TRIONFA IL FILM DI JEAN-LUC LAGARCE CON LA COTILLARD, SEYDOUX, CASSEL….

Luciana Baldrighi

Cannes

Lo scrittore di successo torna nella casa che lo vide ragazzo. C’è ancora la madre, un fratello più grande, una sorella più piccola, ma dodici anni di assenza hanno in fondo reso tutti degli estranei. Il maggiore ha moglie e figli, la minore sucassel-cotillardbisce ancora la volontà materna e quanto a lui, l’illustre assente che in quell’arco di tempo è stato presente soltanto con brevi cartoline di saluti, più che un ritorno, si tratta di un addio. Omosessuale, ha una malattia che non lascia scampo, ma vorrebbe, come ha sempre fatto nelle cose della vita, tenere sotto controllo anche la realtà della propria morte.

Intorno al tavolo che li riunisce per il pranzo, rancori, polemiche, gelosie retrospettive si intrecciano ad affetti ritrovati, antiche complicità, speranze,  ma allo scrittore viene meno, singolarmente, proprio quel dono che lo ha reso famoso, la capacità di raccontare, mentre il linguaggio degli altri è confuso, rabbioso e/o intimidito: nel gioco delle parti loro dovrebbero essere lì per ascoltare…Ma forse è anche vero che Louis, questo è il suo nome, fino ad allora si è interessato  solo a se stesso e ora che dovrebbe fare gli altri partecipi della sua fine, scopre di non avere le parole, non sa come dirlo…
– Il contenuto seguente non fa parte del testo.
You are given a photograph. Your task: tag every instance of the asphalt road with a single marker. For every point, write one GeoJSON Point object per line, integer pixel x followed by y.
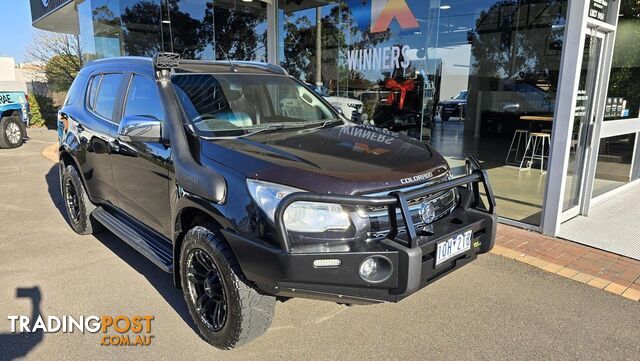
{"type": "Point", "coordinates": [494, 309]}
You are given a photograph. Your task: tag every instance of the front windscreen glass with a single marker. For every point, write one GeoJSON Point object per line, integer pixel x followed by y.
{"type": "Point", "coordinates": [240, 104]}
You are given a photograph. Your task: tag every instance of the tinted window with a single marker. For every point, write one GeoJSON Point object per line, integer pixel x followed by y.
{"type": "Point", "coordinates": [242, 103]}
{"type": "Point", "coordinates": [93, 90]}
{"type": "Point", "coordinates": [107, 94]}
{"type": "Point", "coordinates": [143, 98]}
{"type": "Point", "coordinates": [75, 90]}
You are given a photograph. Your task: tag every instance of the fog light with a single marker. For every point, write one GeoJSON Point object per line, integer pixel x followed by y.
{"type": "Point", "coordinates": [375, 269]}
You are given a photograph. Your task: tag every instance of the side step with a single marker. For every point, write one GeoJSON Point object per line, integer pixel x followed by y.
{"type": "Point", "coordinates": [152, 246]}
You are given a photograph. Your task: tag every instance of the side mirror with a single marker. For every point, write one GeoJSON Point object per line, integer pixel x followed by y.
{"type": "Point", "coordinates": [140, 128]}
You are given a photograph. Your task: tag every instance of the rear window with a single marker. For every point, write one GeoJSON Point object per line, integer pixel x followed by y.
{"type": "Point", "coordinates": [93, 90]}
{"type": "Point", "coordinates": [75, 90]}
{"type": "Point", "coordinates": [107, 94]}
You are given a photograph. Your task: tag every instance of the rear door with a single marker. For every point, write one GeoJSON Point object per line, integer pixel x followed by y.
{"type": "Point", "coordinates": [94, 133]}
{"type": "Point", "coordinates": [141, 169]}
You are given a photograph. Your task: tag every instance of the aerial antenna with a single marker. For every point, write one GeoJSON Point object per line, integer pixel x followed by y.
{"type": "Point", "coordinates": [233, 67]}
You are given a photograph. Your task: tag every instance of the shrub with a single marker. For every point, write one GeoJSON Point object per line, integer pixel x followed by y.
{"type": "Point", "coordinates": [37, 120]}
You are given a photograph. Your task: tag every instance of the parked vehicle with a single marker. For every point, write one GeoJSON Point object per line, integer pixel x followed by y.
{"type": "Point", "coordinates": [502, 110]}
{"type": "Point", "coordinates": [14, 118]}
{"type": "Point", "coordinates": [352, 109]}
{"type": "Point", "coordinates": [453, 107]}
{"type": "Point", "coordinates": [247, 187]}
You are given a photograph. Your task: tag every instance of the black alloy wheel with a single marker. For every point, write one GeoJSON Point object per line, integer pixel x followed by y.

Tratto da un dramma di Jean-Luc Lagarce, che in Francia figura fra i libri di testo per l’agrégation, Juste la fin du monde, di Xavier Dolan, ieri in concorso, ha i pregi e i difetti delle opere teatrali trasformate in film. E’ una bella prova di attori, Marion Cotillard, Léa Seydoux, Vincent Cassel, Nathalie Baye, Gaspard Ulliel, ma il testo uccide la messa in scena e il talento di Dolan fatica a trovare la cifra giusta perché il film decolli in quanto tale. I flash back non ce la fanno a dare un’idea del pregresso, il dover comunque sacrificare parte del testo originale gli toglie quelle sottigliezze, ma anche quei chiarimenti che a teatro rendevano tutto più diretto e comprensibile. La sensazione, più che di incomunicabilità è di confusione, la difficoltà di esprimere i sentimenti assume l’aspetto di una rissa, la ritrosia del trentenne protagonista arrivato lì per celebrare la cerimonia degli addii si muta in afasia che prima disorienta, poi fa impazientire lo spettatore. Mentre il pranzo continua si vorrebbe già essere al funerale.